The times, we are told, keep flowing like a river, perhaps the stream we cannot step into twice. Reading those changes aright can make a man wealthy, scrying them correctly half the time grants a man the reputation of wisdom, and being mostly wrong, but eloquent, allows ze to write for the Atlantic.
The words of such prophets have been written on subway walls, even tenement halls, but there the failed prophet should treasure the sound of silence. This is the poet (God save me!) who sees Portents in every change and weeps for an age without romance when he learns those Millenials are killing ketchup consumption.
This Means Something and the Something that it means will (almost) always equal Doom. Why is this?
Doom, as every speaker at a homeschool convention knows, sells. There is no need to solve good times and so few books to be written or stored food to be hawked.

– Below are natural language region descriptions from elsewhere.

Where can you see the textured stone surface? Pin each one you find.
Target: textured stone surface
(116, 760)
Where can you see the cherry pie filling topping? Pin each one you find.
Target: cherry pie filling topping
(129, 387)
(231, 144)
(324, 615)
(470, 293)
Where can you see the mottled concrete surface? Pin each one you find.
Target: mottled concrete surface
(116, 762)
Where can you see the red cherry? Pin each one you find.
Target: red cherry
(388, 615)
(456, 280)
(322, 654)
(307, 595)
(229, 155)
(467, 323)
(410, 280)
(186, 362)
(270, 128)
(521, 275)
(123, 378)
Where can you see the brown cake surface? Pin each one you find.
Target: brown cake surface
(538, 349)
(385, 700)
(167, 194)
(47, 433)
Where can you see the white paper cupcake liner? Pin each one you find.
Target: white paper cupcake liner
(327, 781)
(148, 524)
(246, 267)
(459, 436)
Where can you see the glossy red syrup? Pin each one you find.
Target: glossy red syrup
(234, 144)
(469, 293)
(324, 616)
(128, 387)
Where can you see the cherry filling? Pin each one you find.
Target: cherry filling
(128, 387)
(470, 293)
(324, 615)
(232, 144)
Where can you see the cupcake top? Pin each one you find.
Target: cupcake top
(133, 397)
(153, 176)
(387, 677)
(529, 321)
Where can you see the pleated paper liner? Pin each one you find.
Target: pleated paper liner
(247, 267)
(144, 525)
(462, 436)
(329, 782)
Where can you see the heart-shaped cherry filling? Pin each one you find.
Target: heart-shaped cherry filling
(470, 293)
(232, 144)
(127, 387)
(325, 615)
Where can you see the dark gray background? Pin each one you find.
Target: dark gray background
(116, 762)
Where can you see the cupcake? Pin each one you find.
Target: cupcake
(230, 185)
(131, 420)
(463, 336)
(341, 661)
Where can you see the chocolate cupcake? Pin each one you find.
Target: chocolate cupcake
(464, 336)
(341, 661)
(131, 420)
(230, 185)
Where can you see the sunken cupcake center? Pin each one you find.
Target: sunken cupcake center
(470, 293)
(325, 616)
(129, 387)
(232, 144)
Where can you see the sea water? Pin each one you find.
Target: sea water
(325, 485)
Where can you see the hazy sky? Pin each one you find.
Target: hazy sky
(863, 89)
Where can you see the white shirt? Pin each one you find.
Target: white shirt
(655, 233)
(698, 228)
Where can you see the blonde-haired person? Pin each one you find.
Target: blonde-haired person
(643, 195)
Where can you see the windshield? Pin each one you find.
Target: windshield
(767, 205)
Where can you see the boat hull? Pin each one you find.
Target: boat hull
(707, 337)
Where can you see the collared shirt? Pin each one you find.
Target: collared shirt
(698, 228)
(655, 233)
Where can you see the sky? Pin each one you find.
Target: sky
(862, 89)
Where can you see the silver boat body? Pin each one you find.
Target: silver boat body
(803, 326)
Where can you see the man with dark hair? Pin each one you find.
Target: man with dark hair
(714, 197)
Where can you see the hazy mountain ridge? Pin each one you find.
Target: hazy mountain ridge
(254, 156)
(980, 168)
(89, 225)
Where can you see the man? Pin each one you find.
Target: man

Cheer is so silly sounding: Whiggery may be correct, things might be getting better, but a jeremiad, even if wrong, attracts attention partly because Whiggery is called Whiggery.
We must act standing as we do at Armageddon battling for the continued consumption of ketchup or some other cultural portent. This is almost always nonsense and has produced a good deal of bad music, poetry, and New York Times articles.
We will not be naive and read the tea leaves correctly, despite the fact that the tea leaves are the leaves of tea and nothing to be read. The reactionary sees decay in every change and the revolutionary portents of unheaval. Both see epoch meaning in every day’s paper: one with gloom, the other with glee.
One poet of doom was particularly bad at both prediction and poetry: Adam Lindsay Gordon. Oxfordian, immigrant to Australia, politician, livery stable owner. The false prophet often see a softness creeping into the society: we are too effete to eat ketchup like our sturdy sires.
Damn the salsa that comes in a jar. Waiting, as I had to do, for the ketchup to slowly glug from the bottle turned upside down, pounded on, over rapidly cooling fries taught us CHARACTER.
Another feature is a kind of simplicity of message: when in doubt WRITE IN ALL CAPS. THAT WILL GET THOSE PEOPLE’S ATTENTION and having gotten their attention, change will be averted and the situation saved.
Gordon is perhaps least remembered for a poem that begins: “Flash! Bang! Flash! Bang!” and went unheeded as he warned that a decline in fox hunting, already present in his mid-Victorian time would destroy the “race.” (The concept that one need not only be White, horrid enough, but a particular kind of White, Angl0-Saxon or Norman, made a bad even worse.)
A Warning
If once we efface the joys of the chase
From the land, and outroot the Stud
GOOD-BYE TO THE ANGLO-SAXON RACE!
FAREWELL TO THE NORMAN BLOOD!
Take heed: there is fox hunting in Virginia still, but not in Olde England. How is that going?
Theresa May failed to repeal the fox hunting ban, lost her majority, and now is on the ropes. The words of Adam Lindsay Gordon remain unheeded: correlation that is surely causation.